In May 2017, the Tennessee Governor, Supreme Court justices, the Department of Children’s Services, and others requested the creation of an Joint Ad-hoc Tennessee Blue Ribbon Task Force on Juvenile Justice (Task Force) to investigate and make recommendations to improve the state’s juvenile justice system. The Task Force’s Report and recommendations were released in December 2017. The recommendations included prohibiting solitary confinement for youth in detention (pg. 21).


In April 2016, the ACLU of Tennessee joined litigation, Frazier v. Hommrich, against Rutherford County Juvenile Detention Center on behalf of a fifteen year old boy with developmental disabilities who was put in solitary confinement for 23 hours a day as punishment for non-violent behavior including “hollering, rapping, and making gang signs.” The lawsuit was filed by Sharieka Frazier on behalf of her son. The facility was aware that the child likely had a mental illness but did not permit a court-ordered mental health evaluation to take place while he was in solitary and denied any mental health services.

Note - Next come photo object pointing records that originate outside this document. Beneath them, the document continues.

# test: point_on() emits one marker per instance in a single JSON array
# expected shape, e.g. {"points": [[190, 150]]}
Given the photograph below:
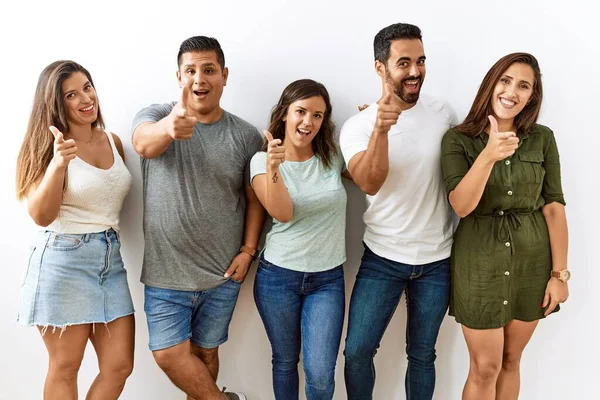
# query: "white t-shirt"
{"points": [[409, 220]]}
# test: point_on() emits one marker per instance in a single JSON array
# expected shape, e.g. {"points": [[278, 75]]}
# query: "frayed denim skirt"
{"points": [[74, 279]]}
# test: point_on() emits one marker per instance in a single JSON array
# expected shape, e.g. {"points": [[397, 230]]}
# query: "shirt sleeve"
{"points": [[258, 165], [552, 185], [455, 163], [152, 113]]}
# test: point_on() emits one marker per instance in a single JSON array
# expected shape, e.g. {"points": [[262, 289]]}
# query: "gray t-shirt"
{"points": [[194, 201], [315, 239]]}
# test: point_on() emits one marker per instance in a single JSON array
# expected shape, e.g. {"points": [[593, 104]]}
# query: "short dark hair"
{"points": [[383, 39], [324, 143], [201, 43]]}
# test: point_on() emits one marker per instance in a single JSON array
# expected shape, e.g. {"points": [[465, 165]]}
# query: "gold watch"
{"points": [[563, 275]]}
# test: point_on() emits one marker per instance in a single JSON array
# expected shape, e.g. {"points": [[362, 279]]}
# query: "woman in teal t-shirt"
{"points": [[299, 287]]}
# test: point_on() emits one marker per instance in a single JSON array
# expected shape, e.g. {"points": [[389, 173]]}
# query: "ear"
{"points": [[225, 75]]}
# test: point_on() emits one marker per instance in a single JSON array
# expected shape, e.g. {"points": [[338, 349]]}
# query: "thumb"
{"points": [[58, 136], [388, 93], [268, 135], [493, 124], [185, 93]]}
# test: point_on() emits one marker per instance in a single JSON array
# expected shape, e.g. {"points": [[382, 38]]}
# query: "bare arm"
{"points": [[270, 187], [467, 194], [44, 199]]}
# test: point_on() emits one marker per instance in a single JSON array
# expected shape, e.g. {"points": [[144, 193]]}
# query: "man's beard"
{"points": [[399, 90]]}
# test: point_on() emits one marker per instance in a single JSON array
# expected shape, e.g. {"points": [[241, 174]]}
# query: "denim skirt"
{"points": [[74, 279]]}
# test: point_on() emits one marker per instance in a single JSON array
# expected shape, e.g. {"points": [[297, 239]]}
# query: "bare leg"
{"points": [[65, 352], [114, 346], [188, 372], [485, 351], [516, 337]]}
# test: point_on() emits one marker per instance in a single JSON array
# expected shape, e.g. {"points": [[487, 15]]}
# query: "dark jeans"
{"points": [[301, 309], [377, 291]]}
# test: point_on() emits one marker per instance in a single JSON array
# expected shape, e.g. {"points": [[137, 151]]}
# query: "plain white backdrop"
{"points": [[130, 48]]}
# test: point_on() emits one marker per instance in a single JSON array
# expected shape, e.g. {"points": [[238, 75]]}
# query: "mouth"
{"points": [[412, 85], [88, 110], [201, 93], [507, 103], [303, 132]]}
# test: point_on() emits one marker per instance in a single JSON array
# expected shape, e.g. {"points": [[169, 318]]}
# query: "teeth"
{"points": [[507, 102]]}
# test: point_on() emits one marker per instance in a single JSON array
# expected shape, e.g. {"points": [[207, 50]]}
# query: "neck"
{"points": [[210, 117], [293, 153]]}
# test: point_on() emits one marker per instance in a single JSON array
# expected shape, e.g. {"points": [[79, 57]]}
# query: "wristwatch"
{"points": [[563, 275], [249, 250]]}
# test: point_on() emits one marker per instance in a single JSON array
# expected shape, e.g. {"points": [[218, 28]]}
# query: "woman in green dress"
{"points": [[509, 259]]}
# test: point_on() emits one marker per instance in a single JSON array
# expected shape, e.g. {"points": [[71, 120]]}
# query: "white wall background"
{"points": [[130, 48]]}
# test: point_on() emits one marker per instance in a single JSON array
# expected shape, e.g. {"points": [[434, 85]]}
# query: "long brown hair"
{"points": [[476, 121], [323, 143], [48, 109]]}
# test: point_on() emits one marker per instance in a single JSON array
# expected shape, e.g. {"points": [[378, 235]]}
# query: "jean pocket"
{"points": [[24, 276], [65, 242]]}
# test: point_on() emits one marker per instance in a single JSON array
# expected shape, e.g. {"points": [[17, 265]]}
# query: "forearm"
{"points": [[277, 200], [151, 139], [43, 202], [467, 194], [556, 220], [372, 167]]}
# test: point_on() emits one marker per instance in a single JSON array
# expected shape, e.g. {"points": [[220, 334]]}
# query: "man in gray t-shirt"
{"points": [[202, 220]]}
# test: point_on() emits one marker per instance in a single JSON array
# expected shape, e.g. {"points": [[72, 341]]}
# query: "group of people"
{"points": [[208, 178]]}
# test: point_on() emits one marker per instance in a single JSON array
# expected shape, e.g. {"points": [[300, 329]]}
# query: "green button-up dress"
{"points": [[501, 258]]}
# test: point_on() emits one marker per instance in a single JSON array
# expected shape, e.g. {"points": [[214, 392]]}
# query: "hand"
{"points": [[64, 150], [239, 267], [180, 126], [500, 144], [388, 111], [557, 292], [275, 152]]}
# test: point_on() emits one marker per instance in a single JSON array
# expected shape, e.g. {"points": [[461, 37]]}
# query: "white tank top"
{"points": [[94, 197]]}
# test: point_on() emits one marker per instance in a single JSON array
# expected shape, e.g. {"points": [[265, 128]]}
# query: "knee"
{"points": [[511, 361], [485, 369]]}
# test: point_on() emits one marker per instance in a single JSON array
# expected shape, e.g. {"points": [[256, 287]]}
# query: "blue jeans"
{"points": [[305, 309], [377, 291]]}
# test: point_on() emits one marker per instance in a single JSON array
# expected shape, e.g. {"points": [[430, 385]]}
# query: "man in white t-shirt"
{"points": [[392, 150]]}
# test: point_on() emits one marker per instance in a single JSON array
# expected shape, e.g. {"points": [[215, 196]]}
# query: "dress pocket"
{"points": [[533, 172], [65, 242]]}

The federal court granted a motion in February 2017 to expand the group of plaintiffs to include “all juveniles detained in the Rutherford County Juvenile Detention Center who are or were placed in solitary confinement or isolation for punitive reasons from April 15, 2015, to present.” On March 22, 2017, the federal judge also granted a preliminary injunction to prevent the county from putting any youth in punitive solitary confinement until the case is resolved. The Tennessee Department of Children’s Services (DCS) has standards for state-run facilities, but those standards to not apply to county detention facilities.

In April 2017, another lawsuit was filed against Williamson County, Tennessee for allowing a child to be sexually abused while in the Williamson County Detention Center in 2013 and then placed in solitary confinement for five weeks as punishment. When notified, the family claims, the judge took no action. The child, J.H., is no longer in custody. The litigation asks for compensation for J.H.’s mental health treatment and for a ban on solitary confinement.